UK Parliament / Open data

Standards in Public Life

Proceeding contribution from Angela Rayner (Labour) in the House of Commons on Tuesday, 7 June 2022. It occurred during Opposition day on Standards in Public Life.

My hon. Friend is absolutely right: what the Labour party is promoting and what we want to see is transparency. We did that and demonstrated that under the last Labour Government, and we will continue to do that. Under this Government, we have seen time and again an erosion of that transparency, that right to freedom of information and that conduct in terms of how we report how donations are made and so on, with them trying to get around the rules. That is why we have proposed the independent ethics commission, because we think it is an important step in cleaning up some of the problems we face today.

This Prime Minister has tested our unwritten constitution to its limit, but today all Members of this House have their own choice to make. As Sir John Major said of the Committee in his foreword to this latest report,

“The Committee will never be redundant. A minority will evade or misinterpret the rules of proper behaviour. The rules will always need regular updating to meet changing expectations in many areas”.

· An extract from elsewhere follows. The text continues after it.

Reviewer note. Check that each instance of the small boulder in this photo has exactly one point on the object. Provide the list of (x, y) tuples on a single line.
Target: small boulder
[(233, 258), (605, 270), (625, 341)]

As Lord Evans said, without reform to the systems that uphold and protect standards in public life, the Prime Minister’s recent changes

“will not restore public trust in ethical standards at the heart of government. Instead, suspicion about the way in which the Ministerial Code is administered will linger”.

Conservative Members must now ask themselves the question: will they back the package of recommendations proposed by the Committee on Standards in Public Life or will they turn their backs to save the skin of a rogue Prime Minister—one who is already haemorrhaging support from his own side? Those who reject these cross- party proposals will be complicit. They will be propping up a Prime Minister intent on dragging everyone and everything down with him. Today, all of us have a choice—we have a chance to draw the line in the sand and say, “Enough is enough!”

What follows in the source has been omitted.